Comme tout le monde, j’entretiens mon alcoolisme mondain avec plus ou moins de réussite. Trop vieux pour avoir connu les botellóns, je ne suis pas pour autant passé à côté de l’apprentissage périlleux de la gestion de ce liant social qu’est l’alcool et même si avec le temps je sens poindre le déclin, il m’est encore possible de me mettre chiffon si une bonne occasion se présente.

J’ai souvent pensé que la majorité des gens était comme moi, et puis il y a une année, un ami très proche, appelons-le Bernard, un ami de plus de dix ans avec qui j’ai pris quelques-unes de mes plus mémorables cuites, Bernard donc a traversé une période difficile. La manifestation de ses problèmes est passée par une consommation d’alcool en quantité industrielle. D’abord le week-end avec un démarrage le vendredi soir par l’apéro « after work » pour se terminer le dimanche soir devant le film de TF1.

Ce petit rituel a duré quelques mois puis il y a eu le lundi matin absent, puis le lundi complet. Quand ça a commencé à s’étendre au mardi et mercredi, il y avait péril en la demeure. Cette consommation n’avait plus rien de festif et devenait aussi glauque que dangereuse. Pour m’être rendu chez lui prendre la mesure des dégâts, j’ai découvert qu’il vivait depuis plusieurs semaines dans un environnement sale à forte dominante de bouteilles de vin blanc vides. Mon ami était devenu un clodo à fort pouvoir d’achat qui dormait dans un lit souillé de vomissure. Il avait touché le fond, de la bouteille, de sa dignité, et n’avait plus grand-chose pour l’empêcher de basculer du côté obscur du pinard.

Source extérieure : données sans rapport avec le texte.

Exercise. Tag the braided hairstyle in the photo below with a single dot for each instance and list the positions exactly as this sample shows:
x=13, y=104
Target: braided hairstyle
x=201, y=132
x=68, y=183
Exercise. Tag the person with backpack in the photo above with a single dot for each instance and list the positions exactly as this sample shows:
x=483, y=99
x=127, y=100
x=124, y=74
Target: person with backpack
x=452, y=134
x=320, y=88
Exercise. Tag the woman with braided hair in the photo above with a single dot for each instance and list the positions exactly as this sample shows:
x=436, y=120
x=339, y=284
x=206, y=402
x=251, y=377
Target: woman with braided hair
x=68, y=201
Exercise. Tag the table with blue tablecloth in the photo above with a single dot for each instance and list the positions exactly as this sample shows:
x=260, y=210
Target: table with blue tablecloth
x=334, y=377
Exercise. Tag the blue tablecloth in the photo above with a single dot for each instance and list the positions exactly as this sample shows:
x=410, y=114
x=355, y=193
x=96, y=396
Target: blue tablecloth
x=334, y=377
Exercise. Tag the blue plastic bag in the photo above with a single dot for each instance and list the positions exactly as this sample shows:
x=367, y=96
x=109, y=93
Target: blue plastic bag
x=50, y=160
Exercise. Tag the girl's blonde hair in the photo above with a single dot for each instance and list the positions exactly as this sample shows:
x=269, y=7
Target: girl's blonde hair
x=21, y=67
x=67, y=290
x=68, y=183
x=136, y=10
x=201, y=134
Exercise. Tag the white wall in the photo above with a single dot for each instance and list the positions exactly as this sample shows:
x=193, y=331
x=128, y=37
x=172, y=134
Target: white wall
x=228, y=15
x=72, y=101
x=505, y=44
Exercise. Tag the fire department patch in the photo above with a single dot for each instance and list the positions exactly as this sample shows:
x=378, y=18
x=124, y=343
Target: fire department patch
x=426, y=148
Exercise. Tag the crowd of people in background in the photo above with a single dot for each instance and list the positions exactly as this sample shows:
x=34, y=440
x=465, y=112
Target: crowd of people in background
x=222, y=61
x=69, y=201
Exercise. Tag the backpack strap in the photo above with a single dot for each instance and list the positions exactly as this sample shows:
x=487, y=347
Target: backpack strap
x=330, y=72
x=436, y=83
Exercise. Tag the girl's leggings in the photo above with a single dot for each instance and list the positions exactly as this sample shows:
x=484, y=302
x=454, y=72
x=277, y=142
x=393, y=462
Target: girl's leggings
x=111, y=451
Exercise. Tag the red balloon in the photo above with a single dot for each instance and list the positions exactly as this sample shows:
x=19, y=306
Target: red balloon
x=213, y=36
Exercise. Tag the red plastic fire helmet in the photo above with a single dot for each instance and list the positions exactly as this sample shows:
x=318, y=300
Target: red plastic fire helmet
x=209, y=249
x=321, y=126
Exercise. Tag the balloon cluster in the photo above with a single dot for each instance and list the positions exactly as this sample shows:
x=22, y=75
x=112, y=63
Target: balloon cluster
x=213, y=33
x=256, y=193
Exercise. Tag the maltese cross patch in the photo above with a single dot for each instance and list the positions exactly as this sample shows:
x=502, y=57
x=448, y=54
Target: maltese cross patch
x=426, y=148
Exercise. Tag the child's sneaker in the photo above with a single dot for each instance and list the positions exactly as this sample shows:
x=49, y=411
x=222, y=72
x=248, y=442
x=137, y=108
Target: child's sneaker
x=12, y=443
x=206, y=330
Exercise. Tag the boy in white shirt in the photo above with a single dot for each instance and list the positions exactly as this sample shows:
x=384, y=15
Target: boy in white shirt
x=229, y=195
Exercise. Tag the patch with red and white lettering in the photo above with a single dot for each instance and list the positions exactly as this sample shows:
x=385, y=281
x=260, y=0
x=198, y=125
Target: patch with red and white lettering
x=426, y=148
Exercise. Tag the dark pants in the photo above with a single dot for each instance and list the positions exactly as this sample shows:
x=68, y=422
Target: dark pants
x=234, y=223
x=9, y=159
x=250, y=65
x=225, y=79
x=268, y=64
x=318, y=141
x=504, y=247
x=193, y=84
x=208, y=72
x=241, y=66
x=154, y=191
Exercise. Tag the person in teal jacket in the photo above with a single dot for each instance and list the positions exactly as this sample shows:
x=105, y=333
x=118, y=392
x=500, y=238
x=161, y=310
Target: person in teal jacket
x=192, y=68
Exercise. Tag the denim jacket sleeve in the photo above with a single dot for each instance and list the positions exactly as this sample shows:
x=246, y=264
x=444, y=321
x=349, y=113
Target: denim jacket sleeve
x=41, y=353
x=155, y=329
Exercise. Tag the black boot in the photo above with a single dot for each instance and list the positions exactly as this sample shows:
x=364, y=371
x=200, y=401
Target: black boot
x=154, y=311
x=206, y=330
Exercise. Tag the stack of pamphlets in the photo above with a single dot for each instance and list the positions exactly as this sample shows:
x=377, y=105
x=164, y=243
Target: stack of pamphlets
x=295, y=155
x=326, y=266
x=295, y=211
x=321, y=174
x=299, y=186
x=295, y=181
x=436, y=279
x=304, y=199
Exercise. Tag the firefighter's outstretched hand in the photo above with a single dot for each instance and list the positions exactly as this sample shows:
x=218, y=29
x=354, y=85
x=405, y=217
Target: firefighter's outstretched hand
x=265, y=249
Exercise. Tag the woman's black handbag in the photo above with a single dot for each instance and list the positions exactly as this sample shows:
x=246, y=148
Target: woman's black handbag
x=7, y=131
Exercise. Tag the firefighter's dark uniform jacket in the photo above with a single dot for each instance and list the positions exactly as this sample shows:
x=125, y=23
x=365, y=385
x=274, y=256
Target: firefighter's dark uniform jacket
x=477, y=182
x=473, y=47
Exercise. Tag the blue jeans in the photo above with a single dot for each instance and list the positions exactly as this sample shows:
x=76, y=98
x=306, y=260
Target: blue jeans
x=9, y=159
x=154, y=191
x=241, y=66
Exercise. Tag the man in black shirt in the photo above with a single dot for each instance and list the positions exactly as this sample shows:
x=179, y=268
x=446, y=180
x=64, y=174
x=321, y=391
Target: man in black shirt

Après une rapide période de négociation musclée en très petit comité, il y a eu un bref internement pour permettre un sevrage efficace. Au sortir de l’institution, les séances hebdomadaires ont démarré. Une fois par semaine il se rendait aux Alcooliques anonymes, association que tout le monde connaît sans vraiment savoir de quoi il retourne, hormis ce que nous avons tous vu dans des films avec des groupes assis en cercle qui se présentent en annonçant le nombre de jours d’abstinence sous des applaudissements nourris. Eh bien c’est exactement comme ça que ça se passe.

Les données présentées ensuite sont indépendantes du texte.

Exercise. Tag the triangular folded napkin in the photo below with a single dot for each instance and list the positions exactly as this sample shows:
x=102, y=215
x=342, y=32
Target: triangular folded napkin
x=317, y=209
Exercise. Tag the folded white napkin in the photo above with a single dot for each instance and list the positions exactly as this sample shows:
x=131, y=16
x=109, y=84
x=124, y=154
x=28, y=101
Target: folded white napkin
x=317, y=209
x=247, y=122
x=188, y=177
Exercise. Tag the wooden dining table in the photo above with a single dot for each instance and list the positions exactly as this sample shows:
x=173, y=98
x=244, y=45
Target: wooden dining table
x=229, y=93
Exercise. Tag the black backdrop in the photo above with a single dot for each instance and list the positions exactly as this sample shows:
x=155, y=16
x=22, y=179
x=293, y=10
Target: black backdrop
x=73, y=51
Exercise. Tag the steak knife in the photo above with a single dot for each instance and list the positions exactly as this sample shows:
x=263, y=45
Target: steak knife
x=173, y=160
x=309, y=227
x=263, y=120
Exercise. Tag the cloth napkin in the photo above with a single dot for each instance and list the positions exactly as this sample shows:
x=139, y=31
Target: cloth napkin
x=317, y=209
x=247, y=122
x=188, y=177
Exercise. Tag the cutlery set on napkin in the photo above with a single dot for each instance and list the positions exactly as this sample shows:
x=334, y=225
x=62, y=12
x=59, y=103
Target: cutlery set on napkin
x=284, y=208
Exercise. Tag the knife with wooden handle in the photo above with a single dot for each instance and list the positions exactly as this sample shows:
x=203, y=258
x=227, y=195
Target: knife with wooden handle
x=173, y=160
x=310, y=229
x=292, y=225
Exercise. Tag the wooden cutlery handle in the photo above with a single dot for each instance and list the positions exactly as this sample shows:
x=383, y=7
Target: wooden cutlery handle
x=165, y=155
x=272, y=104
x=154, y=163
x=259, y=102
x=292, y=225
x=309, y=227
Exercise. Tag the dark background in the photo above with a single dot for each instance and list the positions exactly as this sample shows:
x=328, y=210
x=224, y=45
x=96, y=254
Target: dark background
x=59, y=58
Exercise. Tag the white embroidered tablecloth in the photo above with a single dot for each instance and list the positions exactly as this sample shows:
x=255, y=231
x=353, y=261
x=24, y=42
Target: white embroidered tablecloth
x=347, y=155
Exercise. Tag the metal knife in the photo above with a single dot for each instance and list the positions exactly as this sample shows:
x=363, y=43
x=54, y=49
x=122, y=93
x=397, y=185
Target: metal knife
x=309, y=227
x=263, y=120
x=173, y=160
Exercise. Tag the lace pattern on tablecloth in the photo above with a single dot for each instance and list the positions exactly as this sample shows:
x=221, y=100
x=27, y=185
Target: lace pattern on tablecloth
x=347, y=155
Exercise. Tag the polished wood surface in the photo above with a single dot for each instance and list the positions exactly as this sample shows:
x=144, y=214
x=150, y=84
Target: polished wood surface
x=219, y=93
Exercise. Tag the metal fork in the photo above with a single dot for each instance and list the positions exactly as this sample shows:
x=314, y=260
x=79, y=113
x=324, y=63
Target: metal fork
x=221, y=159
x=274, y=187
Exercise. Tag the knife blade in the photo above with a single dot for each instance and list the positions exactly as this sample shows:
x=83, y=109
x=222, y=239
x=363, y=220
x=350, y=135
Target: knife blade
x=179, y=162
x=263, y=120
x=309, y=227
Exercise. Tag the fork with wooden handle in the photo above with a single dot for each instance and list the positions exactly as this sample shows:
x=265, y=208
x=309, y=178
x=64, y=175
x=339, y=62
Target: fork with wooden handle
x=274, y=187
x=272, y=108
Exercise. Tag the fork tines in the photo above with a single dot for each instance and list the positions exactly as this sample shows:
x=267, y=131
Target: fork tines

Depuis plus d’un an maintenant, chaque semaine, Bernard se rend aux AA. Cette « béquille » est vitale pour lui et il n’envisage plus sa vie autrement que dans l’abstinence totale. Cette rigueur est valable également pour ses compagnons, ces anonymes qui ne se connaissent que par leurs prénoms et ne partagent qu’une heure par semaine, pour parler avec ceux qui connaissent les mêmes démons, pour partager des angoisses avec ceux qui savent, car c’est sur ce point précis que tous expliquent pourquoi cette association est importante, pour certains depuis plus de dix ans. Partager avec d’autre ces moments d’extrêmes solitude sans être jugé ou sermonné. Il est toujours facile de prodiguer conseils  et directives quand on ne connaît pas. Là-bas, tous les participants « savent » de quoi il en retourne et ce savoir n’a pas de prix. Rien que pour Lausanne et ses environs proches, il y a 7 rencontres possibles par semaine à différentes heures de la journée et cette structure met aussi à disposition une permanence téléphonique 24h/24. Tous les détails nécessaires sur ce lien.

Alors aujourd’hui je suis très heureux d’avoir retrouvé mon ami. Je ne me moque plus non plus de ces gens qui s’applaudissent avec la fierté d’avoir un jeton caché dans leur poche, petit morceaux de métal qui rappelle d’où ils viennent et où ils ne veulent pas retourner. Moi je ne bois pas moins et je me rassure, persuadé que ma consommation reste « sous contrôle », et même si Bernard est devenu chiant comme un intégriste sur la consommation d’alcool, il est aussi notre meilleur Capitaine de soirée.